There’s no such thing as perfection.

Perfection is in the eye of the beholder. Know yourself, your limits, and where you are willing to compromise.

I remember being terribly upset in elementary school because the teacher thought I had not used my paper well while drawing. The assignment? I forgot but I remember drawing a beach scene. However, I had not drawn the beach across the whole paper and the blue sky had white spots for clouds.

The teacher saw it as wasting paper and made me fill in every centimeter. I did, I cried, got an A, and ripped it up. It wasn’t me. To the teacher, not wasting paper was the perfect drawing. To me, expressing myself in an incomplete manner was perfect too.

Your body is never done changing. With each decade come ups and downs. You will always be a work in progress. So, don’t hurt yourself to become someone else’s perfect person.

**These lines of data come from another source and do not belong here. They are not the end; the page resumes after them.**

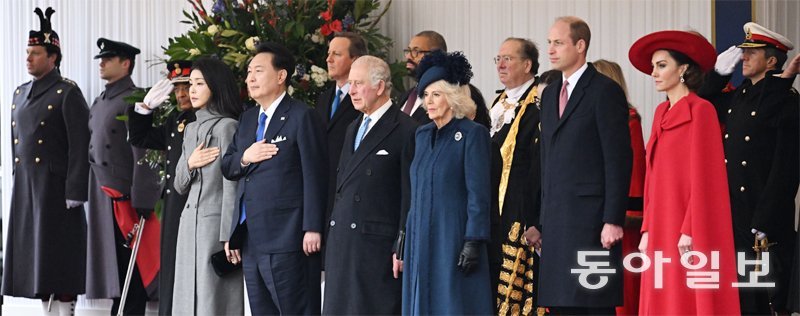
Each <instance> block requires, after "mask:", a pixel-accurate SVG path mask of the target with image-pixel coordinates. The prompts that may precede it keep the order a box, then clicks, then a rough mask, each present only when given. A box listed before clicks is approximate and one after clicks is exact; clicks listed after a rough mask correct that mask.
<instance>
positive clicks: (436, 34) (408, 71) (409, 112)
mask: <svg viewBox="0 0 800 316" xmlns="http://www.w3.org/2000/svg"><path fill="white" fill-rule="evenodd" d="M434 50H441V51H443V52H447V42H445V40H444V37H442V35H441V34H439V33H437V32H436V31H422V32H419V33H417V35H414V37H412V38H411V40H410V41H409V42H408V47H407V48H406V49H404V50H403V56H405V58H406V69H407V70H408V76H409V77H411V78H412V79H415V78H417V73H416V69H417V65H419V62H420V61H421V60H422V58H423V57H425V55H427V54H428V53H430V52H432V51H434ZM417 94H418V93H417V85H416V84H414V86H413V87H411V89H409V90H408V91H406V93H404V94H403V95H401V96H400V98H398V99H397V100H398V101H399V102H398V104H397V105H398V106H400V109H401V110H402V111H403V113H405V114H408V115H410V116H411V117H413V118H414V120H416V121H417V122H419V124H420V125H424V124H427V123H430V122H431V119H430V118H428V110H427V109H426V108H425V107H424V106H422V98H419V97H417Z"/></svg>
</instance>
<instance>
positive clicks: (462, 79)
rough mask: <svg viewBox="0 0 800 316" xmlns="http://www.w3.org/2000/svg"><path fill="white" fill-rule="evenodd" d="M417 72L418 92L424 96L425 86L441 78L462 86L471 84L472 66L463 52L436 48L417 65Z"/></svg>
mask: <svg viewBox="0 0 800 316" xmlns="http://www.w3.org/2000/svg"><path fill="white" fill-rule="evenodd" d="M417 74H418V75H417V82H418V84H417V94H418V96H419V97H422V94H423V93H424V92H425V88H426V87H427V86H428V85H429V84H431V83H433V82H436V81H439V80H444V81H447V82H448V83H451V84H457V85H460V86H463V85H466V84H469V80H470V79H472V66H471V65H470V64H469V61H467V57H465V56H464V53H462V52H453V53H445V52H443V51H441V50H435V51H433V52H430V53H429V54H428V55H425V58H422V61H420V62H419V65H418V66H417Z"/></svg>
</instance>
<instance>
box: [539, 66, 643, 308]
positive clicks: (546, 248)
mask: <svg viewBox="0 0 800 316" xmlns="http://www.w3.org/2000/svg"><path fill="white" fill-rule="evenodd" d="M561 85H563V82H558V83H555V84H551V85H549V86H547V88H545V90H544V92H543V93H542V140H541V144H540V146H541V147H540V148H541V159H542V169H541V170H542V211H541V214H540V219H539V222H540V223H541V225H542V240H543V242H542V260H541V265H540V268H539V305H540V306H547V307H551V306H552V307H589V308H598V307H612V306H616V305H621V304H622V278H621V276H622V269H623V267H622V257H621V252H622V249H621V248H622V247H621V245H619V244H617V245H615V246H613V247H612V248H611V250H610V253H609V256H608V257H602V260H603V261H604V262H606V260H608V262H610V265H611V266H610V268H612V269H615V270H616V273H614V274H612V275H610V276H609V277H608V283H607V284H606V285H605V286H604V287H603V288H601V289H597V290H589V289H587V288H584V287H583V286H581V284H580V283H579V281H578V275H577V274H573V273H572V272H571V269H573V268H580V266H579V265H578V261H577V259H578V252H579V251H587V250H588V251H605V249H603V248H602V244H601V243H600V232H601V231H602V229H603V225H604V224H606V223H608V224H615V225H619V226H622V225H623V224H624V223H625V210H626V209H627V207H628V189H629V184H630V179H631V143H630V134H629V130H628V106H627V104H628V103H627V101H626V100H625V94H624V93H623V92H622V88H620V87H619V85H618V84H617V83H616V82H614V81H612V80H611V79H609V78H608V77H606V76H603V75H601V74H599V73H598V72H597V70H595V68H594V66H592V65H591V64H589V65H588V67H587V68H586V71H585V72H584V73H583V75H582V76H581V77H580V78H579V80H578V83H577V84H575V89H574V90H573V91H572V95H571V96H570V97H569V102H568V103H567V106H566V108H565V110H564V114H563V116H561V118H559V114H558V101H559V100H558V99H559V92H560V91H561ZM597 259H598V257H590V258H589V260H592V261H594V260H597Z"/></svg>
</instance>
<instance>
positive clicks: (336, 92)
mask: <svg viewBox="0 0 800 316" xmlns="http://www.w3.org/2000/svg"><path fill="white" fill-rule="evenodd" d="M341 95H342V90H339V89H336V95H334V96H333V104H331V117H330V118H333V114H334V113H336V109H338V108H339V102H342V99H341V97H340V96H341Z"/></svg>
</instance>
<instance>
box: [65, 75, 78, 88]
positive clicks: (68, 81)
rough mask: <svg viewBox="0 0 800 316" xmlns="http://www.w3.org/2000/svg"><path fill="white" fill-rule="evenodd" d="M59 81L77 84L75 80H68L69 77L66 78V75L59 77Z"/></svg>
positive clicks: (72, 84) (73, 85) (68, 79)
mask: <svg viewBox="0 0 800 316" xmlns="http://www.w3.org/2000/svg"><path fill="white" fill-rule="evenodd" d="M61 81H63V82H66V83H69V84H71V85H73V86H78V84H77V83H75V81H72V80H70V79H69V78H67V77H61Z"/></svg>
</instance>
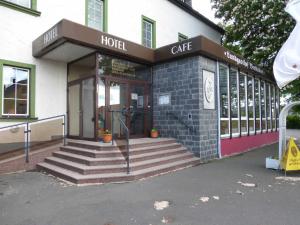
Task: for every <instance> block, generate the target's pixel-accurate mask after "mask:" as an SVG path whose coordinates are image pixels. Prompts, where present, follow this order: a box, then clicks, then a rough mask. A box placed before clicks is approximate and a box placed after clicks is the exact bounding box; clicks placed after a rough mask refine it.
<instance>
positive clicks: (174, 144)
mask: <svg viewBox="0 0 300 225" xmlns="http://www.w3.org/2000/svg"><path fill="white" fill-rule="evenodd" d="M180 147H181V145H180V144H178V143H171V144H161V145H159V146H148V147H140V148H133V149H130V150H129V151H130V155H138V154H144V153H148V152H158V151H163V150H168V149H174V148H180ZM61 151H64V152H69V153H74V154H78V155H83V156H87V157H93V158H103V157H122V156H124V153H125V154H126V153H127V149H124V150H122V151H120V150H119V149H113V150H110V151H107V150H105V151H99V150H91V149H84V148H79V147H74V146H63V147H61Z"/></svg>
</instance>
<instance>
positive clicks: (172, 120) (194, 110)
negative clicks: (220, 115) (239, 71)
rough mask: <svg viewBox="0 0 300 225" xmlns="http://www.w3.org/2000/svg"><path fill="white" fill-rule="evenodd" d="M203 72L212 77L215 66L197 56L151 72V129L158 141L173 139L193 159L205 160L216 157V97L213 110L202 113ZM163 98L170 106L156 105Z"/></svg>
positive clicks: (214, 62)
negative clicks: (152, 83) (168, 102)
mask: <svg viewBox="0 0 300 225" xmlns="http://www.w3.org/2000/svg"><path fill="white" fill-rule="evenodd" d="M203 69H205V70H209V71H212V72H215V74H216V62H215V61H212V60H209V59H206V58H204V57H200V56H197V57H190V58H186V59H180V60H177V61H173V62H167V63H163V64H160V65H157V66H155V67H154V68H153V93H154V94H153V98H154V99H153V126H154V127H155V128H157V129H158V130H159V133H160V135H161V136H162V137H173V138H176V139H177V141H178V142H180V143H182V144H183V145H184V146H186V147H187V148H188V149H189V150H190V151H192V152H193V153H194V154H195V155H196V156H198V157H200V158H201V159H203V160H209V159H213V158H216V157H217V156H218V149H217V148H218V114H217V93H215V96H216V99H215V102H216V107H215V110H204V107H203V87H202V86H203V82H202V70H203ZM215 85H217V79H216V75H215ZM215 90H217V89H216V87H215ZM164 94H170V95H171V104H169V105H159V104H158V99H159V96H161V95H164Z"/></svg>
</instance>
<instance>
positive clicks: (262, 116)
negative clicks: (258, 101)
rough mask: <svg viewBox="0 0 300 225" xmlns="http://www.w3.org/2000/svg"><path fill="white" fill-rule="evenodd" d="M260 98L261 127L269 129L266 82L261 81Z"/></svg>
mask: <svg viewBox="0 0 300 225" xmlns="http://www.w3.org/2000/svg"><path fill="white" fill-rule="evenodd" d="M260 100H261V129H262V130H263V131H266V130H267V117H266V87H265V82H264V81H261V82H260Z"/></svg>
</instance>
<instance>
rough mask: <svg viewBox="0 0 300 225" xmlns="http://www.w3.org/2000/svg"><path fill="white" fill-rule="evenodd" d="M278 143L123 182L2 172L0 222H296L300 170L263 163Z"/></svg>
mask: <svg viewBox="0 0 300 225" xmlns="http://www.w3.org/2000/svg"><path fill="white" fill-rule="evenodd" d="M277 148H278V146H277V145H271V146H266V147H263V148H260V149H257V150H254V151H251V152H249V153H246V154H243V155H239V156H235V157H231V158H226V159H222V160H215V161H212V162H210V163H206V164H202V165H200V166H197V167H193V168H187V169H184V170H180V171H176V172H173V173H169V174H166V175H163V176H158V177H152V178H148V179H146V180H142V181H136V182H132V183H123V184H106V185H94V186H84V187H78V186H74V185H70V184H66V183H64V182H62V181H60V180H57V179H56V178H54V177H51V176H48V175H46V174H42V173H39V172H24V173H17V174H10V175H1V176H0V224H1V225H135V224H137V225H161V224H174V225H299V224H300V172H299V173H291V174H288V175H287V176H288V177H287V178H289V177H292V178H293V179H292V180H288V179H287V178H284V173H282V172H280V171H274V170H267V169H265V168H264V161H265V157H266V156H272V155H275V154H276V153H275V152H276V151H277Z"/></svg>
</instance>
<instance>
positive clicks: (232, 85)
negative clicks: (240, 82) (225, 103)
mask: <svg viewBox="0 0 300 225" xmlns="http://www.w3.org/2000/svg"><path fill="white" fill-rule="evenodd" d="M230 106H231V131H232V135H236V134H239V133H240V123H239V117H240V116H239V95H238V72H237V70H234V69H230Z"/></svg>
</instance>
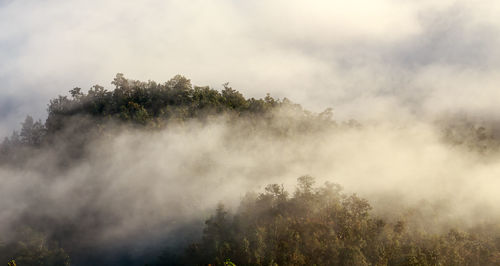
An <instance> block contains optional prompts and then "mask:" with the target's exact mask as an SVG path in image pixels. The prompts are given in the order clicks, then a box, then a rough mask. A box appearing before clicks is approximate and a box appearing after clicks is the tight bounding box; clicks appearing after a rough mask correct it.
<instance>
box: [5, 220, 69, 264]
mask: <svg viewBox="0 0 500 266" xmlns="http://www.w3.org/2000/svg"><path fill="white" fill-rule="evenodd" d="M18 236H19V239H18V240H17V241H11V242H9V243H8V244H5V245H0V261H3V262H7V263H8V265H16V264H17V265H26V266H68V265H70V259H69V256H68V254H66V252H64V250H63V249H61V248H58V247H57V246H56V245H54V244H53V243H49V241H48V240H47V237H46V236H45V235H44V234H42V233H39V232H35V231H34V230H32V229H30V228H26V229H24V230H23V231H22V232H21V233H20V234H18Z"/></svg>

If anyone doesn’t want to be friends because you don’t live up to their ideal, as much as it hurts, let them go. They are not your friends.

Trying to be someone else just to be accepted by the school’s incrowd, is lying to yourself. I found out the hard way who my real friends were. No, I wasn’t in any popular group in school. I wore glasses, double braces, my lips were often swollen if they got caught in the wires, and I was really bad at PE and not just because of my asthma.

After a few years, I got contacts, the braces came off, and I was suddenly of interest. Short-lived interest because I kept hanging out with those who were my friends when I had big, thick lenses in plastic frames, when my lip bled and was swollen from being stuck again, when I couldn’t run a mile without having breathing problems. To this day, those are my friends and I cherish them.

Perfection does not exist. We can strive to make things better, yes. We can aim to be better in our personal interactions, controlling our tempers and emotions, and yes, in making this world a better place. But there is never a 100% perfect situation.

Accept yourself, know that you will change, and that change is part of life.

So my advice: strive to be flexible instead of being perfect.